The internet turned 47 years old this year. That's if you count from the first computer-to-computer linkup on ARPANET in 1969. Even counting from the creation of the world wide web in 1989, the online revolution would be getting close to its 30s.
While few companies are trading at the dizzying heights of the dot-com bubble, there are still quite a few names that trade as 'growth' stocks on the assumption of years left to internet growth.
But what if the internet stops growing?
Nearly everyone in the United States (89%) is connected and internet penetration is as high as 94% of the population in the United Kingdom. What happens when the growth that investors are assuming to drive internet-related companies just isn't there?
Turns out it may already be happening.
A new study by Adobe suggests that internet growth has slowed considerably or even stopped altogether and it could be disastrous for a few tech names.
The Internet Is Dead, Long Live The Internet
A report by Adobe suggests that internet traffic may have reached its peak as fewer net new people come online every year. The company's first Advertising Demand Report was compiled from more than 1.1 trillion visits to North American and European websites over the 41 months to June 2016.
Just over half (six of ten) of the websites were growing, increasing traffic by an average 51% per year but the remaining 40% of sites were seeing a rapid decline in traffic. Websites growing traffic reported an average of $0.17 in revenue per visit while declining sites booked $0.159 in sales per visitor.

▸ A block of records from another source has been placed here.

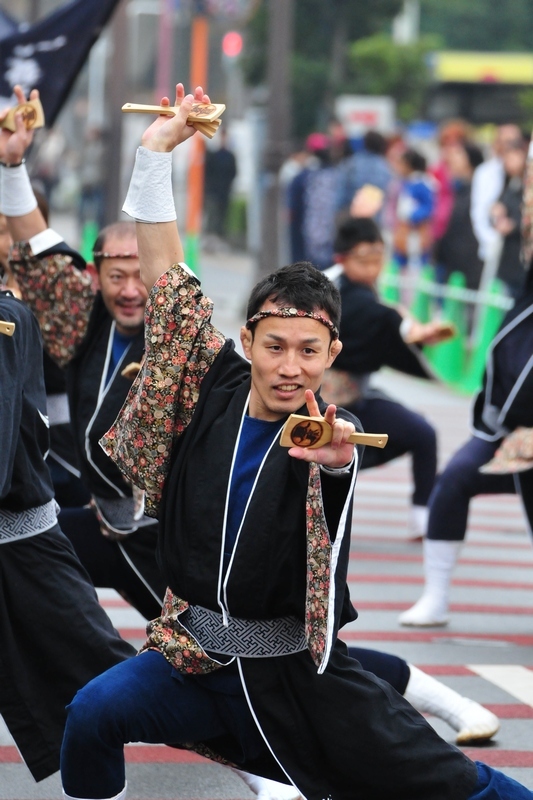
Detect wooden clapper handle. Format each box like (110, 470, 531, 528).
(121, 102, 225, 139)
(280, 414, 388, 450)
(0, 320, 15, 336)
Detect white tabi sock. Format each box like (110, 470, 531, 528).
(399, 539, 461, 626)
(404, 665, 500, 744)
(232, 768, 302, 799)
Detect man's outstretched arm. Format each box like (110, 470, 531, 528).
(0, 86, 94, 367)
(123, 83, 210, 290)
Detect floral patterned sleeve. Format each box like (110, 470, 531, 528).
(9, 242, 95, 367)
(101, 263, 226, 516)
(521, 134, 533, 269)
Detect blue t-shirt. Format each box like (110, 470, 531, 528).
(105, 329, 134, 386)
(224, 414, 284, 569)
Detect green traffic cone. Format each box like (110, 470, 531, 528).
(424, 271, 467, 385)
(410, 264, 435, 323)
(457, 279, 507, 395)
(378, 261, 400, 304)
(80, 220, 99, 263)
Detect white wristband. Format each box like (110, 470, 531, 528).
(399, 317, 414, 341)
(320, 452, 355, 476)
(122, 146, 176, 223)
(0, 162, 38, 217)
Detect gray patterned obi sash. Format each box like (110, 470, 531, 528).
(0, 499, 59, 543)
(180, 604, 307, 658)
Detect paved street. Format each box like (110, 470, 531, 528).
(2, 244, 533, 797)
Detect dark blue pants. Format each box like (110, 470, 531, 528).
(61, 650, 267, 798)
(427, 436, 533, 541)
(348, 396, 437, 505)
(61, 650, 533, 799)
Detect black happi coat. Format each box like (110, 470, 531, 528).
(158, 345, 477, 800)
(67, 294, 146, 500)
(0, 292, 133, 782)
(0, 292, 53, 512)
(160, 349, 356, 626)
(472, 290, 533, 441)
(332, 276, 432, 379)
(105, 264, 478, 800)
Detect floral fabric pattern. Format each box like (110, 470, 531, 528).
(101, 264, 225, 516)
(305, 462, 332, 667)
(141, 588, 223, 674)
(481, 426, 533, 474)
(9, 242, 95, 367)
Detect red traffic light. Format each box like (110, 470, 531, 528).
(222, 31, 243, 58)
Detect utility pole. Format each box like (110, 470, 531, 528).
(28, 0, 40, 24)
(104, 0, 128, 225)
(258, 0, 294, 279)
(184, 4, 209, 275)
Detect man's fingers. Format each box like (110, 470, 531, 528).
(304, 388, 320, 418)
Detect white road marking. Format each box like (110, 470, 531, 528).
(469, 665, 533, 707)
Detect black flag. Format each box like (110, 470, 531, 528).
(0, 0, 121, 127)
(0, 8, 19, 41)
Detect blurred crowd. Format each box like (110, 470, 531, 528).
(283, 118, 530, 300)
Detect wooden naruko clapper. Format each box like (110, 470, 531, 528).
(280, 414, 388, 450)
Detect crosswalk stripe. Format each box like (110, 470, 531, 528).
(468, 665, 533, 707)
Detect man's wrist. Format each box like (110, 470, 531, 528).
(0, 161, 38, 217)
(320, 453, 355, 476)
(122, 146, 176, 223)
(0, 158, 26, 168)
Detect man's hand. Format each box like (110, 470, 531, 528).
(0, 85, 36, 165)
(288, 389, 355, 469)
(141, 83, 210, 153)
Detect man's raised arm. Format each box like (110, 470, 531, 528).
(0, 86, 94, 367)
(122, 83, 210, 290)
(0, 86, 47, 241)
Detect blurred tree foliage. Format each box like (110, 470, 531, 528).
(242, 0, 403, 138)
(345, 33, 441, 122)
(420, 0, 533, 52)
(241, 0, 533, 138)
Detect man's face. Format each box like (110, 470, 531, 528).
(337, 241, 385, 287)
(240, 302, 342, 421)
(96, 234, 147, 335)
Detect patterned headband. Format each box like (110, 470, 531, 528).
(246, 307, 339, 339)
(93, 251, 139, 260)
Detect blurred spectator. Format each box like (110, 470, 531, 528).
(429, 120, 470, 252)
(434, 141, 485, 291)
(287, 130, 350, 270)
(382, 134, 407, 238)
(338, 130, 392, 218)
(393, 148, 435, 269)
(279, 139, 319, 264)
(204, 127, 237, 243)
(279, 138, 316, 189)
(287, 133, 328, 263)
(79, 126, 106, 231)
(32, 127, 66, 203)
(492, 134, 529, 299)
(471, 123, 523, 263)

The total number of new websites has been flashing red for a couple of years. The number of internet sites reached one billion in 2014 before falling and only hit that mark again in March of 2016. The number of active sites has been stable around 1.085 billion for growth of under 4.2% annually over the last two years.
Who Will Lose As The Internet Matures?
Internet usage is still growing in emerging markets but the total number of websites seems to have reached a natural cap. While companies exposed to growth in developing nations may still be able to eke out gains, those with a large share of revenue from North America and Europe could see expectations come down significantly.
GoDaddy (NYSE: GDDY) is the world's largest domain name registrar and trades just 4% off its 52-week high. The company provides website registration and hosting services. Earnings missed estimates widely last quarter and the company has lost $0.27 per share over the last year. GoDaddy acquired its 17th company late September, buying a Serbian WordPress management site that allows users to manage multiple sites from one dashboard.
Sales growth has slowed every year since the company started reporting in 2011. Not only will slower growth hit sales to domain registrations but competition for hosting could increase as companies fight for market share.
VeriSign (Nasdaq: VRSN) has sole authority to register several top-level domains like .com and .net and operates two of the world's 13 root servers used to route internet traffic. Not only is growth limited on peak internet but the company may lose its protected exclusivity to register domains with ICANN.
Senators Cruz, Lee and Duffy sent a letter to the Department of Justice in August expressing concern over the government's renewal of Verisign's exclusivity with ICANN to operate the global .com registry. While the company will keep its monopoly for the next couple of years, it may not have exclusivity for much longer.
Sales growth has slowed to an average of just 4.8% over the last two years versus an average of 11.8% over the two prior years. The company's .com and .net top-level domains command nearly 50% of the internet but other domains like .tv and .org are growing in influence.
Potential Winners In the Space
Against the potential for falling sales at companies reliant on domain registration and web services, there are two sectors that could benefit as the internet reaches maturity. While ecommerce sales should continue to rise, the cost of advertising has already been falling for some time as competition increases for advertising dollars. Per click advertising rates on Google Adwords have fallen for 17-consecutive quarters.
Retailers stand to benefit as ad rates decline on an estimated $23 billion in sector advertising from the sector by 2020, up from an estimate of $15.1 billion in 2016 according to eMarketer. On an average operating margin of just 15% and with marketing accounting for the majority of expenses, companies in the consumer discretionary sector may be able to boost profitability as ad rates fall. This sets the Consumer Discretionary Select Sector SPDR ETF (NYSE: XLY) up to gain on lower ad rates and higher consumer spending on a recovering economy.
Finance & Insurance also stands to benefit as one of the largest spenders by sector on Google Adwords, with the sector spending as much as $4 billion on Google in 2015 alone. The Financial Select Sector SPDR (NYSE: XLF) has underperformed the S&P 500 by 8.3% over the last year on a shrinking net interest spread but may be able to improve profitability on lower ad rates.
Risks To Consider: While overall internet growth may slow or stop, there will still be individual companies that are able to buck the trend for faster growth.
Action To Take: Avoid companies with revenue tied directly to overall internet growth like domain registrars while positioning in companies that could benefit from decreasing advertising costs.